Shellykabuki
On Good Friday of 1972, I took delivery of a brand-new Triumph Spitfire Mk IV in London, England. I had ordered the car while living in the town of Kuching, Sarawak, East Malaysia, where I served in the Peace Corps. After traveling overland through Southeast and South Asia for six months, I landed in London, raced to a bank, withdrew the princely sum of 926 pounds sterling, and headed out to the British Leyland distributorship which had my car. The next 3 months were spent driving through Europe, ending in Rotterdam where the car was loaded aboard a ship which would take it to Baltimore. While waiting for the car to arrive, I visited some friends in New Hampshire whose young son called every new and marvelous thing he encountered "Shellykabuki." Thus was the car named.
Shellykabuki was my car through graduate school, first at Ohio University in Athens and then at Cornell University in
Ithaca, New York. Shellykabukie proved that most unusual of British sports cars, a good reliable snow vehicle. Well, it
was my only vehicle, and I lived out in the country.

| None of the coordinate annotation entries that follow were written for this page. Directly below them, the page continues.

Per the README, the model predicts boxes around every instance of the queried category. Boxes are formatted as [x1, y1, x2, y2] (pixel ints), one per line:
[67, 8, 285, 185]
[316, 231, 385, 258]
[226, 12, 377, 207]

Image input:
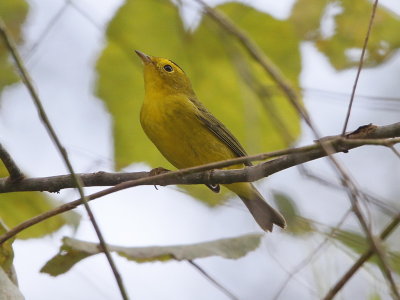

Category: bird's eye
[164, 65, 174, 72]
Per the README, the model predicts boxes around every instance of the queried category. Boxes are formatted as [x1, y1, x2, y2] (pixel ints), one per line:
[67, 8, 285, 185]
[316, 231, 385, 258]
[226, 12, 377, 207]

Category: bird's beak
[135, 50, 151, 65]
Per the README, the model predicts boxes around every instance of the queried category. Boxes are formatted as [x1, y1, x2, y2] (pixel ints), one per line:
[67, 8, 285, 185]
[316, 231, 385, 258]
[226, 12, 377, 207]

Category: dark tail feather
[239, 189, 286, 231]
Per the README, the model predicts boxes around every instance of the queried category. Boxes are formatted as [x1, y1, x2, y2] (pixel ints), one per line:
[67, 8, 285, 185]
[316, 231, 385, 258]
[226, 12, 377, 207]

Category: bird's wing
[189, 98, 252, 166]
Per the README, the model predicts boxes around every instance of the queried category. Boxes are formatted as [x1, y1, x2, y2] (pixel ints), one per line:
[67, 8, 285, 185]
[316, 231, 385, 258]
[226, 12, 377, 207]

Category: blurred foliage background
[0, 0, 400, 298]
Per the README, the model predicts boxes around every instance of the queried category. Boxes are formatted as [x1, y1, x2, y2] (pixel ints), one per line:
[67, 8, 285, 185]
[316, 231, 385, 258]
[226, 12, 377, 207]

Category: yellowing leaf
[0, 0, 29, 93]
[40, 234, 263, 276]
[291, 0, 400, 70]
[273, 192, 315, 236]
[0, 268, 25, 300]
[97, 0, 300, 204]
[0, 219, 14, 273]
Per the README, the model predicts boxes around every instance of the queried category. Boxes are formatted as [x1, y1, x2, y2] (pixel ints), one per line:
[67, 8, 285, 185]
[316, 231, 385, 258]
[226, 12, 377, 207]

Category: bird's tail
[226, 183, 286, 231]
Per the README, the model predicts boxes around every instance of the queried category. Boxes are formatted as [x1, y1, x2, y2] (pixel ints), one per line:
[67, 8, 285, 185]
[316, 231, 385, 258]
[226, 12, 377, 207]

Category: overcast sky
[0, 0, 400, 300]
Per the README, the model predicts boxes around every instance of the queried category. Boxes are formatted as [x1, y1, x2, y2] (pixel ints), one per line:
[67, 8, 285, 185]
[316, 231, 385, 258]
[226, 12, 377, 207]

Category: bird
[135, 50, 286, 231]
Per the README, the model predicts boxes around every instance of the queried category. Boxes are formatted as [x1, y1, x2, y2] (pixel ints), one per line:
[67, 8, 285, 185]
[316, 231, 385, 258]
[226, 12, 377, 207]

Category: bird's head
[135, 50, 193, 94]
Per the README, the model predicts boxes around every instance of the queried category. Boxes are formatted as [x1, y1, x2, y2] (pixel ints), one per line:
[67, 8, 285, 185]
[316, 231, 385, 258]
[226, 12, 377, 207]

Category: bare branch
[0, 144, 25, 183]
[323, 214, 400, 300]
[0, 19, 128, 300]
[188, 260, 239, 300]
[342, 0, 378, 135]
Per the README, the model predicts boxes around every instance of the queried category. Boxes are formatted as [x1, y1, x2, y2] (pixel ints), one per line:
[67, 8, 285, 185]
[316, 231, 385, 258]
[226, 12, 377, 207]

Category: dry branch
[0, 122, 400, 244]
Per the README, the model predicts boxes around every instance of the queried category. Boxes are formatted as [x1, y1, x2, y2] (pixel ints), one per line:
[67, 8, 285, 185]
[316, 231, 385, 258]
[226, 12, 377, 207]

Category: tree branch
[0, 144, 25, 182]
[0, 18, 129, 300]
[0, 122, 400, 244]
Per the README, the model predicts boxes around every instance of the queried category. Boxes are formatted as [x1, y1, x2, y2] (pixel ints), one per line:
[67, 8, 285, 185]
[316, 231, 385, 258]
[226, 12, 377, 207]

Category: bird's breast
[140, 96, 235, 168]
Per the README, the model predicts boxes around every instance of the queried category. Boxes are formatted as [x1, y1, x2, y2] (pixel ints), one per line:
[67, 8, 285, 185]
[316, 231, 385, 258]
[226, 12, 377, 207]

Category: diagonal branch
[323, 214, 400, 300]
[0, 123, 400, 244]
[0, 19, 128, 300]
[196, 0, 400, 299]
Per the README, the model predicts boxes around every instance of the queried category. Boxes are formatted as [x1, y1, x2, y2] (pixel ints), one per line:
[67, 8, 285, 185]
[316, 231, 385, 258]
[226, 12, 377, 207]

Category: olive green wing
[189, 98, 252, 166]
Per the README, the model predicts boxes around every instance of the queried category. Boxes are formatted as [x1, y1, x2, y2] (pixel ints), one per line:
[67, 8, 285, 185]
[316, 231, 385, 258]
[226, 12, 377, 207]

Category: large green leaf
[97, 0, 300, 204]
[40, 234, 263, 276]
[291, 0, 400, 70]
[0, 0, 29, 93]
[0, 268, 25, 300]
[0, 163, 79, 239]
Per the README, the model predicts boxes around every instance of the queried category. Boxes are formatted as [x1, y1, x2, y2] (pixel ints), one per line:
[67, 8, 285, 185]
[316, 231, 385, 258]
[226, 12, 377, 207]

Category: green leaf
[272, 192, 315, 236]
[0, 163, 80, 239]
[96, 0, 301, 204]
[0, 219, 14, 280]
[40, 234, 263, 276]
[291, 0, 400, 70]
[0, 268, 25, 300]
[0, 0, 29, 93]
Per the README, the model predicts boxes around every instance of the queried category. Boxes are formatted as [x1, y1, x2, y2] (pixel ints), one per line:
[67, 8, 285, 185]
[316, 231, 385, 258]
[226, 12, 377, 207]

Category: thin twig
[0, 19, 128, 300]
[26, 1, 69, 64]
[196, 0, 400, 299]
[323, 214, 400, 300]
[0, 130, 400, 244]
[0, 144, 25, 183]
[0, 132, 400, 193]
[272, 210, 351, 300]
[187, 259, 239, 300]
[342, 0, 378, 135]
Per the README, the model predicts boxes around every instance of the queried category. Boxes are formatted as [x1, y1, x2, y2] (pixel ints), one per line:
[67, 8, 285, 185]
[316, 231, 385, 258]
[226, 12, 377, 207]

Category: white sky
[0, 0, 400, 300]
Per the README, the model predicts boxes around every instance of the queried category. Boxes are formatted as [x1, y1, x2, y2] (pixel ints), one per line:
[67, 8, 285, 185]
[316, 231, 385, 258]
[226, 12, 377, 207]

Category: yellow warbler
[136, 51, 286, 231]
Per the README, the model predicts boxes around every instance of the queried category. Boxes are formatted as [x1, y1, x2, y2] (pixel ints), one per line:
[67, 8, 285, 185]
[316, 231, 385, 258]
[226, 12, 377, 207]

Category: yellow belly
[140, 93, 237, 169]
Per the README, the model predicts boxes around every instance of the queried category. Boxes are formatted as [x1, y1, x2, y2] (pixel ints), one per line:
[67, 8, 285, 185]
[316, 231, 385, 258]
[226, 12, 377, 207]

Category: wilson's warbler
[136, 51, 286, 231]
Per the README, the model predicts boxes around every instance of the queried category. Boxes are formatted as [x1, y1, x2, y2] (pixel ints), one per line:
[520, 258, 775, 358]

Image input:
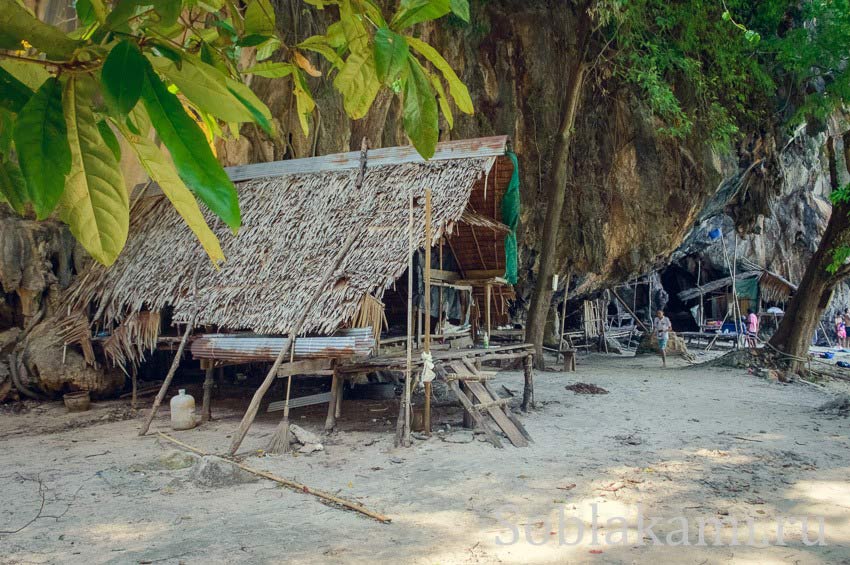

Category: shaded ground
[0, 350, 850, 564]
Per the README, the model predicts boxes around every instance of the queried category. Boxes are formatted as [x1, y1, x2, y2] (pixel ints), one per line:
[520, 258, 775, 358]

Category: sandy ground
[0, 355, 850, 564]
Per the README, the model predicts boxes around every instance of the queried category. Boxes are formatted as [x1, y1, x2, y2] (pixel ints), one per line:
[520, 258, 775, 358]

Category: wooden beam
[277, 359, 333, 378]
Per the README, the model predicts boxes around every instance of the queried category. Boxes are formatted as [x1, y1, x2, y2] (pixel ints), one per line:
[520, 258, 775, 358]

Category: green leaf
[334, 53, 381, 120]
[0, 155, 27, 215]
[13, 77, 71, 220]
[123, 126, 224, 264]
[148, 54, 254, 122]
[338, 0, 369, 54]
[0, 59, 50, 90]
[142, 66, 242, 231]
[257, 37, 282, 61]
[449, 0, 469, 23]
[148, 39, 184, 69]
[407, 36, 475, 114]
[97, 120, 121, 161]
[375, 27, 409, 84]
[430, 75, 455, 129]
[245, 0, 275, 36]
[242, 61, 295, 78]
[100, 39, 146, 115]
[74, 0, 106, 26]
[227, 80, 277, 137]
[236, 33, 271, 47]
[0, 67, 32, 114]
[59, 77, 130, 266]
[294, 35, 345, 69]
[390, 0, 451, 31]
[403, 57, 440, 159]
[0, 0, 80, 60]
[0, 108, 15, 155]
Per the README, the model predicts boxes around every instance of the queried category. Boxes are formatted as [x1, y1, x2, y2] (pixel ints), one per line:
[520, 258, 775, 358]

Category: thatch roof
[66, 137, 507, 334]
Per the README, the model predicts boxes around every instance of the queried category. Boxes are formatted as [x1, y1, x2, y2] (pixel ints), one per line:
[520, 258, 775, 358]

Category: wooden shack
[66, 136, 531, 450]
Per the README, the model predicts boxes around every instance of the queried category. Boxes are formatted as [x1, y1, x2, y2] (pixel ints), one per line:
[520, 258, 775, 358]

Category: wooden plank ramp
[446, 359, 533, 447]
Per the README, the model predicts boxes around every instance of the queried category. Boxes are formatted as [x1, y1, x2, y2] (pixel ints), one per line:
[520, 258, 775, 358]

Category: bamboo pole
[228, 229, 360, 455]
[424, 188, 431, 434]
[139, 263, 201, 436]
[159, 432, 392, 524]
[395, 188, 414, 447]
[611, 288, 649, 333]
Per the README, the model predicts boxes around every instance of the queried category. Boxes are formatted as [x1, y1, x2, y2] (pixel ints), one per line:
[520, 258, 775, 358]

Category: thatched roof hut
[67, 137, 514, 340]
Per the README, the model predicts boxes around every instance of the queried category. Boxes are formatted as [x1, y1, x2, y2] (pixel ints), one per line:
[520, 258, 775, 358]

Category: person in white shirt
[653, 310, 673, 367]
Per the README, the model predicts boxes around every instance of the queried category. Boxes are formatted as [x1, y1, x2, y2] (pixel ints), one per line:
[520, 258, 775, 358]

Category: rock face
[219, 0, 723, 299]
[0, 0, 829, 394]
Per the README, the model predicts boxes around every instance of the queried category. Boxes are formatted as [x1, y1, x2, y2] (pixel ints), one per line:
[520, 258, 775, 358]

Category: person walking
[652, 310, 673, 367]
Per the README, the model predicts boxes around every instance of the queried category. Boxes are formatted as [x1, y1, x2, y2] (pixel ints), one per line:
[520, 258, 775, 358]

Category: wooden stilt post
[201, 361, 215, 422]
[228, 137, 369, 455]
[130, 363, 139, 410]
[522, 354, 534, 412]
[395, 189, 415, 447]
[139, 263, 201, 436]
[334, 376, 345, 420]
[325, 368, 340, 432]
[484, 283, 493, 343]
[423, 188, 431, 434]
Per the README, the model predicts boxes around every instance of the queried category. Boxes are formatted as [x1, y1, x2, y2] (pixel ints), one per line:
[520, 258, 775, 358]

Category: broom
[266, 335, 295, 455]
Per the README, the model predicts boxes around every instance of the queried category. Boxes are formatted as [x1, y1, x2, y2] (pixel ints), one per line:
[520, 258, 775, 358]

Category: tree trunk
[525, 16, 590, 369]
[770, 132, 850, 370]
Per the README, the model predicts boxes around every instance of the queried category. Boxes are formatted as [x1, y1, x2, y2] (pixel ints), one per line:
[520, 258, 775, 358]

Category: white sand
[0, 355, 850, 564]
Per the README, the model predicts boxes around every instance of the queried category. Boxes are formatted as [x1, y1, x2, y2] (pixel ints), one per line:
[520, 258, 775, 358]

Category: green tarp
[502, 151, 520, 284]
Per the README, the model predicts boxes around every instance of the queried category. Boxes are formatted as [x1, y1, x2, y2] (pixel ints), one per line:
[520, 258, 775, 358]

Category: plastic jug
[171, 388, 195, 430]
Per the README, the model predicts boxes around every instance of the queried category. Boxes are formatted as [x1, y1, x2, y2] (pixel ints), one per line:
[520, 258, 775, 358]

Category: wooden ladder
[446, 359, 533, 447]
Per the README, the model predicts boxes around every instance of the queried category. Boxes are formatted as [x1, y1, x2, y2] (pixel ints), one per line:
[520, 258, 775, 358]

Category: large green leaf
[430, 75, 455, 129]
[407, 36, 475, 114]
[0, 58, 50, 90]
[13, 77, 71, 219]
[334, 53, 381, 120]
[245, 0, 275, 35]
[403, 57, 440, 159]
[149, 55, 254, 123]
[0, 67, 32, 113]
[142, 66, 242, 231]
[123, 131, 224, 264]
[0, 155, 27, 215]
[100, 39, 146, 114]
[375, 27, 409, 84]
[390, 0, 451, 31]
[338, 0, 369, 54]
[0, 0, 80, 60]
[59, 77, 130, 266]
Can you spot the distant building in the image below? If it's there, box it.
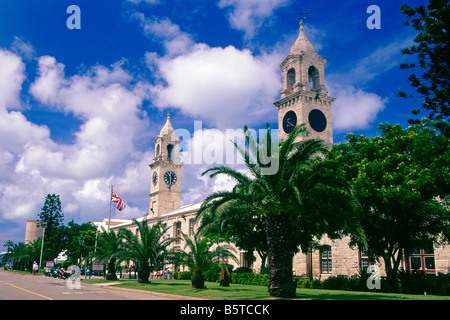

And they salted the roads. And alas, Shellykabuki developed a nearly
terminal case of rust.
Before it got to that terminal stage, however, in 1979 I left for Southeast Asia, putting the car up on blocks for the duration.
In my absence, the house burned down, but not the garage. The car miraculously survived, though PVC pipes in the rafters
above it drooped like dead snakes, indicating the heat from the fire in the attached house. The car was moved to a barn for
several years, where it sat until 1988. I had since moved back to the U.S. and was living in Auburn, Alabama. I flew up to
Ithaca in 1988, first calling ahead to friends and asked that they see about getting the car ready to head south. New brake
lines and a new battery and tune up, and after 9 years of sitting up Shellykabuki headed south.
But the rust became too great a problem and Shellykabuki was parked under a tree in 2000. I was afraid I'd hit the brakes
one day and the frame would stop but the rest of it would keep going. Through the 1990s the body had continued to
deteriorate and friends suggested that I consider finding a new body since the engine and transmission were in good shape.
My first reaction was not positive, but I came to embrace the idea and set about looking for such a body. After a couple
years I found just what I was looking for: Malcolm Branch of Prattville had a 1980 Spitfire 1500 with a seized-up engine
and a sound body. So a deal was made to place my engine, transmission, instrumentation, bumpers, and wiring harness into
the new shell.
Malcolm came to Auburn and hauled Shellykabuki away one day. We set the two cars side by side and concluded the
conversion could be done. Malcolm proceeded to pull everything but the steering wheel and parking brake from the 1500
body and trailered it back to Auburn, where my friends at United Auto Collision took on the project. Well, in truth they
didn't rush into the job, but once they got started, they did a great job.